Running a Spark application in a cluster involves the following key components:
-
Spark application:
Each application running on the cluster has its own Application Master. The Application Master is responsible for negotiating resources with the Resource Manager, managing the application’s lifecycle, and ensuring that the application gets the resources it needs.
-
Spark driver process:
- Breaks down the Spark app logic into smaller tasks.
- Distributes and schedules the work among Spark executors.
- Tracks the status of all the Spark executors and monitor their progress
Note: If an executor crashes, it’s the driver process that requests the cluster manager for additional resources 🚒.
-
Spark executor processes:
- Execute the tasks assigned by the Spark driver process.
- Report their status back to the Spark driver
Spark Job Submission Workflow
The above image illustrates the ⚙️ smooth process of Spark job submission:
- You submit your Spark application to Master Node that interacts with the cluster manager and requests it to take charge of it and manage it.
Note: Master node refers to the node where you submit your Spark application.
- The Spark driver process needs to be started, so the cluster manager will request the node manager to start the driver process with the configuration we have specified during app submission.
If node manager has enough resources, then the Spark driver process will be created 🚀 .
-
The Spark driver process will request the cluster manager for additional resources to allocate resources for executor processes.
-
The cluster manager will request the node managers to create the executor processes, the node manager will create the executor process if it has enough resources.
Note: The node managers that have created executors send informations about their locations… to the cluster manager 📡.
-
The cluster manager inform back the driver process about the location of executor processes 📣.
-
Now, the Spark application is running and the Driver process starts to distribute tasks among the executors.

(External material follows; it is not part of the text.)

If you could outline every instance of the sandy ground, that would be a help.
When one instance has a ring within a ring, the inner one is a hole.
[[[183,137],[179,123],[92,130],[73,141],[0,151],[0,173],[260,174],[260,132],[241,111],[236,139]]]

Note: All the Spark application logic will be sent to executors in the form of tasks to do the computation in parallel, so the spark driver process is the heart of spark app.
This orchestrated flow ensures that your Spark job is executed efficiently within the cluster.
Conclusion
Exploring Apache Spark’s history has revealed its innovative origins and the ‘why’ behind its existence 🌱. Understanding its origins provides a deeper appreciation for the impact it has on the world of data processing. In this article, we’ve tried to cover essential aspects of Apache Spark, from its history to its submission workflow. I hope you’ve found this article both informative and insightful, if you have any questions or comments, please reach me out. Thanks for reading!